Crawling using Puppeteer
So you want to scrape a website, take a screenshot, or download an image. Well, cool kids nowadays are using n8n and Firecrawl for the same purpose. But there is a way cheaper solution, with Puppeteer.

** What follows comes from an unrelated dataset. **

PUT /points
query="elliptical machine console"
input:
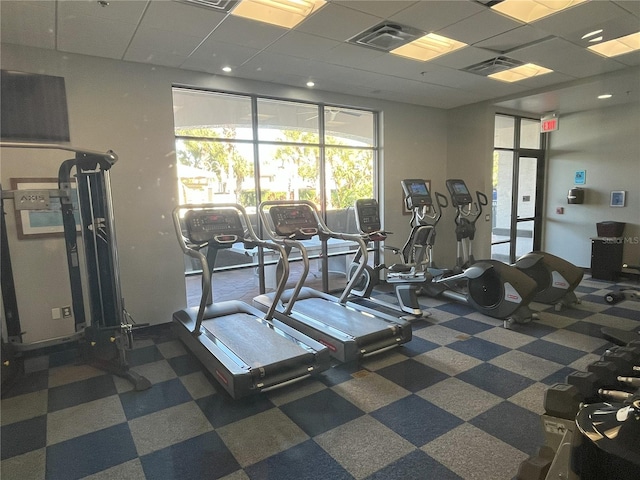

Puppeteer is cheap; all you need is a self-hosted n8n and a free mind to get your hands dirty a little bit, as below.
OS
Ubuntu 24.04 LTS
Dockerfile
# Dựa trên image n8n chính thức
FROM n8nio/n8n:1.99.0
# Quyền root để cài dependencies
USER root
# Cài Chromium và thư viện bắt buộc để render headless
RUN apk add --no-cache \
chromium \
nss \
freetype \
harfbuzz \
ca-certificates \
ttf-freefont \
nodejs \
npm \
udev \
bash
# Cài các thư viện NodeJS phục vụ crawl
RUN npm install -g \
puppeteer-core@latest \
axios \
cheerio
# Khai báo path Chromium cho Puppeteer
ENV PUPPETEER_EXECUTABLE_PATH=/usr/bin/chromium-browser
# Trả quyền về user node
USER node
Build image: docker build -t n8n-with-modules .
docker-compose.yml
version: '3.8'
services:
postgres:
image: postgres:15
restart: always
environment:
POSTGRES_USER: ${DB_POSTGRESDB_USER}
POSTGRES_PASSWORD: ${DB_POSTGRESDB_PASSWORD}
POSTGRES_DB: ${DB_POSTGRESDB_DATABASE}
volumes:
- ./postgres_data:/var/lib/postgresql/data
n8n:
image: n8n-with-modules
restart: always
ports:
- "5678:5678"
environment:
N8N_BASIC_AUTH_ACTIVE: ${N8N_BASIC_AUTH_ACTIVE}
N8N_BASIC_AUTH_USER: ${N8N_BASIC_AUTH_USER}
N8N_BASIC_AUTH_PASSWORD: ${N8N_BASIC_AUTH_PASSWORD}
GENERIC_TIMEZONE: ${GENERIC_TIMEZONE}
DB_TYPE: ${DB_TYPE}
DB_POSTGRESDB_HOST: ${DB_POSTGRESDB_HOST}
DB_POSTGRESDB_PORT: ${DB_POSTGRESDB_PORT}
DB_POSTGRESDB_DATABASE: ${DB_POSTGRESDB_DATABASE}
DB_POSTGRESDB_USER: ${DB_POSTGRESDB_USER}
DB_POSTGRESDB_PASSWORD: ${DB_POSTGRESDB_PASSWORD}
N8N_PORT: ${N8N_PORT}
N8N_HOST: ${N8N_HOST}
N8N_PROTOCOL: ${N8N_PROTOCOL}
WEBHOOK_URL: ${WEBHOOK_URL}
NODE_FUNCTION_ALLOW_BUILTIN: '*'
NODE_FUNCTION_ALLOW_EXTERNAL: cheerio,axios,puppeteer-core
volumes:
- ./n8n_data:/home/node/.n8n
- ./scripts:/data/scripts
depends_on:
- postgres
Thư mục ./scripts
có thể chứa các crawler script để chạy từ Execute Command
hoặc Code
node.
crawl-an-url.js
root@localhost:~/puppeteer-scripts# vi scripts/crawl-an-url-with-undetected-puppeteer.js
const puppeteer = require('undetected-puppeteer');
(async () => {
const inputUrl = process.argv[2];
if (!inputUrl) {
console.error('❌ No URL provided!');
process.exit(1);
}
const browser = await puppeteer.launch({
headless: 'new',
args: [
'--no-sandbox',
'--disable-setuid-sandbox',
'--window-size=1920,1080',
],
});
const page = await browser.newPage();
try {
await page.goto(inputUrl, { waitUntil: 'domcontentloaded', timeout: 60000 });
// 👇 Dùng Promise-based timeout để chắc chắn tương thích
await new Promise(resolve => setTimeout(resolve, 5000));
const html = await page.content();
console.log(html);
} catch (error) {
console.error(❌ Failed to load page: ${error.message});
} finally {
await browser.close();
}
})();
💡 Use a n8n Code node, or save as a .js
file and use it with an Execute Command
node.
n8n's Execute Command node
# Paste into Command input
node /data/scripts/crawl-an-url.js {{ $json.target_url }}
Paste into the "Command" input, set the toggle "Execute Once" On
Note
Running n8n in the same place as Puppeteer is only for short-term usage; for long-term production, separate them.